Alan Hakman (Robin Williams) is a ‘cutter’: a professional editor of recordings made by implants in the human brain. When the CEO of the company that owns the implant technology dies, Alan accepts the offer to edit the man’s memories for his memorial. While reviewing the footage he unexpectedly sees a person from his past, and becomes obsessed with tracking them down.
The Final Cut, a science fiction drama by writer/director Omar Naim, has a huge amount to recommend but also staggers terribly under the weight of its own ideas. As a viewing experience it wobbles uneasily. As a series of story ideas it is fascinating. When viewed with patience and a somewhat forgiving eye, it presents an intriguing and morally ambiguous story. When viewed more critically, poor dialogue and a messy story structure really do put a dent in Naim’s ambitions.

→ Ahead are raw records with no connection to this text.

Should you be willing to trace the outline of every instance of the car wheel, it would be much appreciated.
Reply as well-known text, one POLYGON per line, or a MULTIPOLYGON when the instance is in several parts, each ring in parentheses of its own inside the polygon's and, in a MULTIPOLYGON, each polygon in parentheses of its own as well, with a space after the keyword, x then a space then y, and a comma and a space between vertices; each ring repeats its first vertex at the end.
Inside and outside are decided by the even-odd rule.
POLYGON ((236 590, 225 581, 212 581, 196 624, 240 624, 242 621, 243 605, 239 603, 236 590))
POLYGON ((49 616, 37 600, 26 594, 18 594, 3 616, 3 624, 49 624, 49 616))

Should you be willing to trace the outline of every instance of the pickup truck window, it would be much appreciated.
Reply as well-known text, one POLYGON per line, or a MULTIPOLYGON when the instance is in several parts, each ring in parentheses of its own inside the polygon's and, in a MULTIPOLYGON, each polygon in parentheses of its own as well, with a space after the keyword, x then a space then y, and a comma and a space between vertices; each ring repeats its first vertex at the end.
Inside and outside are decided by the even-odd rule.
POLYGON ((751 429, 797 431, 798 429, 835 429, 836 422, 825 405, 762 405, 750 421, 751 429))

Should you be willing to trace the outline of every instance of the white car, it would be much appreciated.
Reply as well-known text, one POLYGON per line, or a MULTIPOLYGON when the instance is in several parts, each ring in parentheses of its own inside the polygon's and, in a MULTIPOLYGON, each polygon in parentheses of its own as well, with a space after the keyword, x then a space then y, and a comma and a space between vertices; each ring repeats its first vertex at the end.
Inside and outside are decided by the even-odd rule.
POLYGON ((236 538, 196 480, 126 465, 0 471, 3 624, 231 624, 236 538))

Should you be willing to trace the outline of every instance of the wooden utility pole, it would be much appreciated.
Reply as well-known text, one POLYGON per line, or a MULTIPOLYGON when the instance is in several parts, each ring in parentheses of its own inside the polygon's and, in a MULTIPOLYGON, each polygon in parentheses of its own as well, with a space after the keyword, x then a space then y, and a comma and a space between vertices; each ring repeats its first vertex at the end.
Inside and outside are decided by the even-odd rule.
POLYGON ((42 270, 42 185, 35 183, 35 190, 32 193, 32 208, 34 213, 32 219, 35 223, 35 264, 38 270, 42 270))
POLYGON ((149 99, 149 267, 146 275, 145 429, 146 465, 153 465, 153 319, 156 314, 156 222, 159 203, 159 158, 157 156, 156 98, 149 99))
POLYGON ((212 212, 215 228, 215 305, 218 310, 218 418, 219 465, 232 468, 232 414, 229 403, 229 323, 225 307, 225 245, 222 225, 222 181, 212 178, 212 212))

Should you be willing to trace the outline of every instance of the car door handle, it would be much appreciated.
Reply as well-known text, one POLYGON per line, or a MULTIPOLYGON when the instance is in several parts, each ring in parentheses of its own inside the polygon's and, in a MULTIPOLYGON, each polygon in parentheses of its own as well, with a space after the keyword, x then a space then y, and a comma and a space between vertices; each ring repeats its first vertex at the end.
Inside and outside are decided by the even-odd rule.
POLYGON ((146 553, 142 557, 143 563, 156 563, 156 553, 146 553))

The core premise of The Final Cut is a great one: at birth children are implanted with a biological device that maps over their brain and grows inside the head as the child ages. The device records what is seen and heard, so that when the individual dies the device may be removed and ‘cutters’ can edit together a record of their life experience. Naim addresses the moral and ethical problems with such a device well. There is a growing protest movement against the technology – which is of course implanted without consent and then edited post-death in a similar fashion. Individuals rebelling against their own implant have magnetic tattoos drawn onto their heads to interfere with the recording process. For a cutter like Hakman (the name is a little on the nose) the technology means seeing someone’s entire life: the good, the bad, and the criminal. He is honour-bound not to share or reveal what he sees; his job is not so much preservation of memory as a builder of hagiographies, and this weighs heavily upon him.
Robin Williams is superb. Despite being remembered as one of the world’s most gifted comedians and comic actors – and he was – he always delivers his best work in drama. He does excellent multi-layered work as Hakman, and goes a long way to overcoming some of the screenplay’s more risible and stereotypical moments. Mira Sorvino and Jim Cavaziel both contribute solid support, although in Sorvino’s case it is with a character that is a little under-written and under-utilised.
The film’s key problem is not that it contains too many sub-plots, but rather that those plots have a tendency to stumble over one another rather than fully complement the film as a whole. It jumps untidily from one story line to another, with the original driving narrative giving way halfway through to what feels like a completely different story. Some elements are raised but then half-abandoned. Others seem abandoned until they suddenly rear their head at the film’s unexpected second climax. Individually they all work well, and there are clear signs that they could complement each other. In practice the film is constantly tripping over its own feet.
The Final Cut is a fascinating and worthwhile film that is visibly filled with potential, but ultimately does not pull itself together. The ideas are strong, the performances good, and Tak Fujimoto’s cinematography is typically excellent. The question is: how much do you want to see potential, compared to proper excellence?